In 2013, Hanukkah overlapped with Thanksgiving, giving rise to countless Thanksgivukkah memes and jokes about cranberry-filled sufganiyot and sweet potato latkes. Sadly, the next Thanksgivukkah won’t occur until 2070, when the first night of Hanukkah will coincide with a particularly late Thanksgiving dinner.

8. Some Jewish people give money rather than gifts on Hanukkah.
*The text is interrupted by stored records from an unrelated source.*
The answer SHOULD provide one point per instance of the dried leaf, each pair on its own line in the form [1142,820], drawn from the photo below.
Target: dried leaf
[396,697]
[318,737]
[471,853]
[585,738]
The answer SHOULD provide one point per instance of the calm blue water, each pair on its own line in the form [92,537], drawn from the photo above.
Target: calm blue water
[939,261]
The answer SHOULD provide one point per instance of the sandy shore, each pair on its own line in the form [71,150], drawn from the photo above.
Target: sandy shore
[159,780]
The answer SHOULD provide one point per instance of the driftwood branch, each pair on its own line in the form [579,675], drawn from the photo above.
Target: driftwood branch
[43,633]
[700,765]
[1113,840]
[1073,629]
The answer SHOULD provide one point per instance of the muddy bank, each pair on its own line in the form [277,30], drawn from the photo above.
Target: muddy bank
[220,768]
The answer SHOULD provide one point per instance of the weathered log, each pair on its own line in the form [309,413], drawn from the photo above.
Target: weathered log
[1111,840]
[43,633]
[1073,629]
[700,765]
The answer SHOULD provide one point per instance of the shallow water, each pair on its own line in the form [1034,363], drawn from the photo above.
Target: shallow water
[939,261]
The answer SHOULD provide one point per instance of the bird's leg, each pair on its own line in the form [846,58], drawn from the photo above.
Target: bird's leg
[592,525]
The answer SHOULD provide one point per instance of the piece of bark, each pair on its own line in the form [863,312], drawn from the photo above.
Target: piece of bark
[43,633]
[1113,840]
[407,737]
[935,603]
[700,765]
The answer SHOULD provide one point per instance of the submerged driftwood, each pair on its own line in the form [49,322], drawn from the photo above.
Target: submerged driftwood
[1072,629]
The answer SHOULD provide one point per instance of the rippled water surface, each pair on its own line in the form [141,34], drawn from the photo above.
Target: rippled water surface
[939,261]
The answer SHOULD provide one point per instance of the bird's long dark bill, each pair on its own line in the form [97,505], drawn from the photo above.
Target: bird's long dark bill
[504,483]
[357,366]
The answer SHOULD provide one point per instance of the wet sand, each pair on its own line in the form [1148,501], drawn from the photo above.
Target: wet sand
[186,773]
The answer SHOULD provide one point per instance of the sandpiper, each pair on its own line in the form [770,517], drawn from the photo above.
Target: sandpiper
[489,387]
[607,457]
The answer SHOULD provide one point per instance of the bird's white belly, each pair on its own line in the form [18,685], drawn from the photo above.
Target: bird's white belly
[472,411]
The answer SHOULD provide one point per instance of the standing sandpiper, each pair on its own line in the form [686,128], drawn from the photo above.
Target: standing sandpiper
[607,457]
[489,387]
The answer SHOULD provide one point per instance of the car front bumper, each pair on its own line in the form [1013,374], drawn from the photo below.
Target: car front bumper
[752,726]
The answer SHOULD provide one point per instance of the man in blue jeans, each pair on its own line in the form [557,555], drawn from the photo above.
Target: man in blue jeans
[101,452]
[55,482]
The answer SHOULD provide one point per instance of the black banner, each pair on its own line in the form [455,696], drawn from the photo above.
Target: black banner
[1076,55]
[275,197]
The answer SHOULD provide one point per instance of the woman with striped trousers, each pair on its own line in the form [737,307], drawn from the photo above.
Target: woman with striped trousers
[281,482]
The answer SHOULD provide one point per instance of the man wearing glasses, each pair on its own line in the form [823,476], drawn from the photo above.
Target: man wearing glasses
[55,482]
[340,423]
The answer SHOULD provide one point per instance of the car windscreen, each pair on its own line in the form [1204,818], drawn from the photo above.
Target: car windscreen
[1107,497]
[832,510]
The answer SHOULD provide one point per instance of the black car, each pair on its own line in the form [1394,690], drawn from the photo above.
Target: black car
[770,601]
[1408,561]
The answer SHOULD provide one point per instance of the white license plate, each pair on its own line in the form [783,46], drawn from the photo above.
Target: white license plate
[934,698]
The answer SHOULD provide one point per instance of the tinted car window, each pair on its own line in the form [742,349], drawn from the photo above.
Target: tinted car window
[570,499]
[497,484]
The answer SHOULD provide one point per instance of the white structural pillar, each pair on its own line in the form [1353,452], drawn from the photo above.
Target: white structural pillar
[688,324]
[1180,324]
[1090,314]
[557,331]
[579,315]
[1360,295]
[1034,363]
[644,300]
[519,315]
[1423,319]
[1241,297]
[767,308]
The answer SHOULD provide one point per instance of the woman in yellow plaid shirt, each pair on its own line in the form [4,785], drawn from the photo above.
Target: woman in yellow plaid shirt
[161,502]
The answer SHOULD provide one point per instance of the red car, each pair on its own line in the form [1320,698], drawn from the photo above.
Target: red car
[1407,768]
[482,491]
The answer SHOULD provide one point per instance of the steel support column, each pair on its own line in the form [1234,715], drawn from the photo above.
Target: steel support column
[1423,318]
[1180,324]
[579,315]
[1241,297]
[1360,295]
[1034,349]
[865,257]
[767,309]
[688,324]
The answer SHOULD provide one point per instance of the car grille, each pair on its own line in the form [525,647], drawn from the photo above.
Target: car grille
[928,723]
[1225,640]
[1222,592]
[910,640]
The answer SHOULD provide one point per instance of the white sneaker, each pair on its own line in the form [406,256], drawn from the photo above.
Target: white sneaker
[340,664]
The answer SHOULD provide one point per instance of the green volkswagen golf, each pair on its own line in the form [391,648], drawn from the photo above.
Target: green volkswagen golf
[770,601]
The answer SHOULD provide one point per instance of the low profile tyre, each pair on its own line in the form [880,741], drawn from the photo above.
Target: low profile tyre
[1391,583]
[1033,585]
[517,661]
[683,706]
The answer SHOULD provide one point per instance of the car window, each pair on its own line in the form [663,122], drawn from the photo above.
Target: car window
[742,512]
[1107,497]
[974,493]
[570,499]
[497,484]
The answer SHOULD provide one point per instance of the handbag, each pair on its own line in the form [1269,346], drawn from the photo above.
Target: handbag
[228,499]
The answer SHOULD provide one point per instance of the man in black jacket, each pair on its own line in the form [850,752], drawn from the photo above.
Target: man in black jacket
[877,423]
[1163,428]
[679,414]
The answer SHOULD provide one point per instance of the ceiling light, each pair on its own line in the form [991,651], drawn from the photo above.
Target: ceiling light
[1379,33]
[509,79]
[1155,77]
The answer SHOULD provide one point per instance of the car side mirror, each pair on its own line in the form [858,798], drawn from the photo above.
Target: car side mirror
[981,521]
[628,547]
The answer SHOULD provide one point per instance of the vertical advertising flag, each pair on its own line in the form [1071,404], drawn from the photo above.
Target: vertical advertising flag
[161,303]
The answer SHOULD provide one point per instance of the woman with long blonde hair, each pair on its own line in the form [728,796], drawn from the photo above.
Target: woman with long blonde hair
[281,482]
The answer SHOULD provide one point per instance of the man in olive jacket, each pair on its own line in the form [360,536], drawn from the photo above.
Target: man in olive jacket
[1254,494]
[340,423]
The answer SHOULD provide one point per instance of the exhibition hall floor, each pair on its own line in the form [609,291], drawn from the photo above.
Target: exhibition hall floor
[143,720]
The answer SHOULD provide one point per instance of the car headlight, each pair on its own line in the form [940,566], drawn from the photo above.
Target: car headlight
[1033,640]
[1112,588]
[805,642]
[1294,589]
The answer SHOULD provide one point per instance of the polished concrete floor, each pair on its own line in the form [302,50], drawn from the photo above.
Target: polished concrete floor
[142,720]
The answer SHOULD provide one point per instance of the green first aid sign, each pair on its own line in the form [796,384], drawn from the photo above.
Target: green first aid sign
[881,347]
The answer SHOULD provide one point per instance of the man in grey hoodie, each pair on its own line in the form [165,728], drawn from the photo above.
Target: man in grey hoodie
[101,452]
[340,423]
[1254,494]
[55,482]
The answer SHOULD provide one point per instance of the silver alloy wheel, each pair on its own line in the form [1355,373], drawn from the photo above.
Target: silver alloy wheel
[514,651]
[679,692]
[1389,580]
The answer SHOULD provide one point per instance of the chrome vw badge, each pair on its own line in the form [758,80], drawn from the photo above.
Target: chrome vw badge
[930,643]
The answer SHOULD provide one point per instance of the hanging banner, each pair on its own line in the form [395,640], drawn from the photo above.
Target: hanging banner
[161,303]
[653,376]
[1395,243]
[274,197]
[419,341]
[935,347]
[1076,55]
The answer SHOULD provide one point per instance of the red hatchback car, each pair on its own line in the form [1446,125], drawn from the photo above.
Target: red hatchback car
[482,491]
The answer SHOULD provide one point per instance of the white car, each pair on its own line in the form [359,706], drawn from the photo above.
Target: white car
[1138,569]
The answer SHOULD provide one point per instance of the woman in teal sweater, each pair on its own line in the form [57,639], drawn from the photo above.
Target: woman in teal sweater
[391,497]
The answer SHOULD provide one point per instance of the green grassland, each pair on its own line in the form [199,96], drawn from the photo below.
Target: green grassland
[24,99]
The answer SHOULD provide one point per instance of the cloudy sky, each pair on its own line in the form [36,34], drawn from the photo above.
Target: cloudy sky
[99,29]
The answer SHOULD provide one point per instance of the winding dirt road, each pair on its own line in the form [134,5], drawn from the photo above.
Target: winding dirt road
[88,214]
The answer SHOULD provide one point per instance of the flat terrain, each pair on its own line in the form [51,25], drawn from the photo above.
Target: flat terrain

piles of chocolate gelt for Hanukkah
Chocolate gelt. / Douglas Sacha/Moment/Getty Images

Traditionally, Jewish people celebrated Hanukkah by giving their kids and relatives gelt (money) rather than wrapped gifts. But because holiday gift-giving plays a big role for both Christians and secular people, many Jewish people now give and receive Hanukkah presents instead of money. To acknowledge tradition, though, most people give children gelt in the form of chocolate coins wrapped in gold or silver foil.

9. You’ll need to light 44 candles on Hanukkah.

Hanukkah menorahs—which some Jewish people prefer to call a chanukiah, to differentiate it from the true menorah at the Temple—have nine branches, eight for each night plus a helper candle called a shamash that lights the others. Jewish people light the candles in the menorah from left to right, lighting a new candle, candles for the previous days, and the helper candle each night. You’ll need to use a whopping 44 candles to celebrate Hanukkah since you light two candles the first night, three the second night, four the third night, and so on.

10. Hanukkah songs aren’t really a thing—at least for adults.

Christmas songs start playing on the radio long before Thanksgiving, but although you might know a few Hanukkah songs, music isn’t a huge part of the Jewish holiday. Well-known songs such as “I Have a Little Dreidel” and “Hanukkah, Oh Hanukkah” are mainly for children, and songs like Adam Sandler’s “The Chanukah Song” are mostly for laughs.

11. You can buy scented candles for your Hanukkah menorah.

A big part of Hanukkah is lighting candles, but some Jewish people opt for a less conventional approach. Besides buying candles in different colors and non-toxic varieties, there are also scented candles available for Hanukkah menorahs. If you want to make your home smell like vanilla, raspberry, or even sufganiyot, there’s a scented candle for you.

A version of this story originally ran in 2016; it has been updated for 2023.